Silver is illustrating the heightened emotional connection he feels to Vegas in the wake of the Oct. 1 attack.
“We’re not going let some (expletive) ruin this city for us,” says Silver, who was playing shows here two weeks afterward. “Vegas has a special place in my heart, and I’ll be damned if I let somebody like that take it away from me.”
It’s a sentiment shared by plenty of his peers.
“I think that’s what you have to do,” says Alabama bassist-singer Teddy Gentry, whose band plays three shows at Wynn Las Vegas beginning Wednesday. “I don’t think you can run from it. You have to continue to take the music to the people.”
Country singer Cam, who turned in a stirring performance at the “Vegas Strong” benefit concert at Orleans Arena on Oct. 19, recalls how swiftly the country music community reacted in the aftermath of the shooting.
“Any way that people were reaching out, you immediately got responses from other country artists because everyone felt the same way,” she says. “Everybody wanted to be part of the solution, the moving forward, the healing. That’s something that I’ve never seen in another genre, that sort of real, honest community feeling, ‘Yeah, of course I need to step up. This is on me. This is on the rest of us to do something.’ ”
In the wake of Oct. 1, Cam came to Vegas to visit survivors and emergency room staff at Sunrise Hospital in addition to playing the benefit concert.
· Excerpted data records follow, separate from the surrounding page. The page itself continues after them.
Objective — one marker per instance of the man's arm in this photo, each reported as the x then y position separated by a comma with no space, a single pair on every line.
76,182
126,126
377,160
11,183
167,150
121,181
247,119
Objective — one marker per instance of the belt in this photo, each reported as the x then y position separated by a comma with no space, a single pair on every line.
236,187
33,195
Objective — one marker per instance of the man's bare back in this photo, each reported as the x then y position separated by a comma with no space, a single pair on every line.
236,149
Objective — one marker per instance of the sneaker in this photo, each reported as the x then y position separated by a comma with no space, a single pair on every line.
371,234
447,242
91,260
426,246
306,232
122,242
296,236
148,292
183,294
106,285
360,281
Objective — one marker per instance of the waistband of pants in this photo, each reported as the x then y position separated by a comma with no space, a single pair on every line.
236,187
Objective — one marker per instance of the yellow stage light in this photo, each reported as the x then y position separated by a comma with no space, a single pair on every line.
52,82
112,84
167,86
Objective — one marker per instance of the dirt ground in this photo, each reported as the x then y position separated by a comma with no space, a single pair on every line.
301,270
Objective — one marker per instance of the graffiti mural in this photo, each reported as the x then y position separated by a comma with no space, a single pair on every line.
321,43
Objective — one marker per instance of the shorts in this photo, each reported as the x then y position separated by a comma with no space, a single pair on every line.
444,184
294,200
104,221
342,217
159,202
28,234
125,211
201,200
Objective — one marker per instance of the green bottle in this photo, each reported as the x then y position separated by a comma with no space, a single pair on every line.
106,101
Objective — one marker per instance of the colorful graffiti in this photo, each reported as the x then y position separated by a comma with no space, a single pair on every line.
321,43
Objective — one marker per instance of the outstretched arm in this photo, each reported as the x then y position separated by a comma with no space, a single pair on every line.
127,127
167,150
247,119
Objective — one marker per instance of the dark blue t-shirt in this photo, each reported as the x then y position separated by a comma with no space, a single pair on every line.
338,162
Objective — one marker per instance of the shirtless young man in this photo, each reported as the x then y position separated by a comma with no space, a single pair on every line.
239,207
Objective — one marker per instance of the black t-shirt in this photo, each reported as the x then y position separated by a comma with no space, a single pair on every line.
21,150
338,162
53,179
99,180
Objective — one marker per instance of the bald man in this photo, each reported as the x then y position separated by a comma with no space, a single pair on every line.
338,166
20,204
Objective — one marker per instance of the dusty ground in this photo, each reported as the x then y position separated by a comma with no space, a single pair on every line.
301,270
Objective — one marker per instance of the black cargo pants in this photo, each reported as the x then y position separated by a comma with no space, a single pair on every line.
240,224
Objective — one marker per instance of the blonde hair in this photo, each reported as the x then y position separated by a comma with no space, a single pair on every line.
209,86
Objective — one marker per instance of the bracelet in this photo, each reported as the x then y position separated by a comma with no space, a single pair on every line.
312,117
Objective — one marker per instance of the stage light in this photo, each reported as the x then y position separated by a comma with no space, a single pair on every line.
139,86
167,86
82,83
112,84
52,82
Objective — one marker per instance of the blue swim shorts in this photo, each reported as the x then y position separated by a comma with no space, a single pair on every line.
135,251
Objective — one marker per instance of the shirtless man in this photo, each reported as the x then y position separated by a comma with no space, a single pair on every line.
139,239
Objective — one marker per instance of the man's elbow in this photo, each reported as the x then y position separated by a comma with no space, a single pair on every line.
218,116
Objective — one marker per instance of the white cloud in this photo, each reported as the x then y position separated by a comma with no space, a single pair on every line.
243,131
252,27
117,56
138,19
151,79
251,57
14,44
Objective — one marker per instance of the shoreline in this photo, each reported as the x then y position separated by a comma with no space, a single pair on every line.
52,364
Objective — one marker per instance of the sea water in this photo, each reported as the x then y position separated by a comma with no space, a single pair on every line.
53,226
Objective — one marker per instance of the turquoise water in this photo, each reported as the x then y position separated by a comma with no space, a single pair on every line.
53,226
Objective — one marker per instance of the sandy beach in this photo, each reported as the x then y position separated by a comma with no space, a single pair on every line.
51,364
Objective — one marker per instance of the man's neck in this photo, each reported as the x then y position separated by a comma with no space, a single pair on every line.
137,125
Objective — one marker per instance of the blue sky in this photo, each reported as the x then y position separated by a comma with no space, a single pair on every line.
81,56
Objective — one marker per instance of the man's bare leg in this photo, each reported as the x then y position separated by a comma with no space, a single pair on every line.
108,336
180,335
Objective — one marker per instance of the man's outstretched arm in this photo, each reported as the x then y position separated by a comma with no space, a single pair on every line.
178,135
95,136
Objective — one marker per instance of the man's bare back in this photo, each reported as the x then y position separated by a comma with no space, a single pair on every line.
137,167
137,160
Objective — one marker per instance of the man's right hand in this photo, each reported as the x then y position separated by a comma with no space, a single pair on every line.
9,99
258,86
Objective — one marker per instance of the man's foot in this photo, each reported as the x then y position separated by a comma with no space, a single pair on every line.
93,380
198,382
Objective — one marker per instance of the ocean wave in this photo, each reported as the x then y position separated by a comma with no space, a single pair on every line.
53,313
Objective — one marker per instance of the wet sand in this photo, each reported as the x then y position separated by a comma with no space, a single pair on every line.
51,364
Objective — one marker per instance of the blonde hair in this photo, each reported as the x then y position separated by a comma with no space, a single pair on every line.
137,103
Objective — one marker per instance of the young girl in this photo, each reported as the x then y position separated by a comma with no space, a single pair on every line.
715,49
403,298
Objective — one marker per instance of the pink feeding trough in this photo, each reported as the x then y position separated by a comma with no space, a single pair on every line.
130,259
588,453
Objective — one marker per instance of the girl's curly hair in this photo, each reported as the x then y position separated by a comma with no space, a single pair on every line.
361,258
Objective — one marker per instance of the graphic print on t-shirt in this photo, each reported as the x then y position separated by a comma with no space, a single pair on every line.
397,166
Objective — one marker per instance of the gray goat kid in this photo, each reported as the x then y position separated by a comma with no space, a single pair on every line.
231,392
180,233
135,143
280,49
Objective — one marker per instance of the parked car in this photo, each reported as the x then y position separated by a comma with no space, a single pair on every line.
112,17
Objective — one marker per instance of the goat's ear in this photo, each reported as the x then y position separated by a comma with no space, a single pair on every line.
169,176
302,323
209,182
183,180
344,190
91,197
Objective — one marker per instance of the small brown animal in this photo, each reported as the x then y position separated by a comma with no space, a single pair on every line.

“I loved being there,” she says. “To go do this benefit, which was for the community as a whole, I think we all need to have a moment to reflect and move forward and grieve and do all these intense psychological things together because nobody has experienced something like that, so to know how exactly to heal is different.”
Best to just keep on playing then.
“I think music, at least my music, comes from a place of wanting to be healing,” says Cam, who will open for George Strait at T-Mobile Arena on Friday and Saturday. “So it makes a lot of sense to be there and to sing and to just listen to people. It’s a really special thing that we have as fans and artists to be in this together like that.”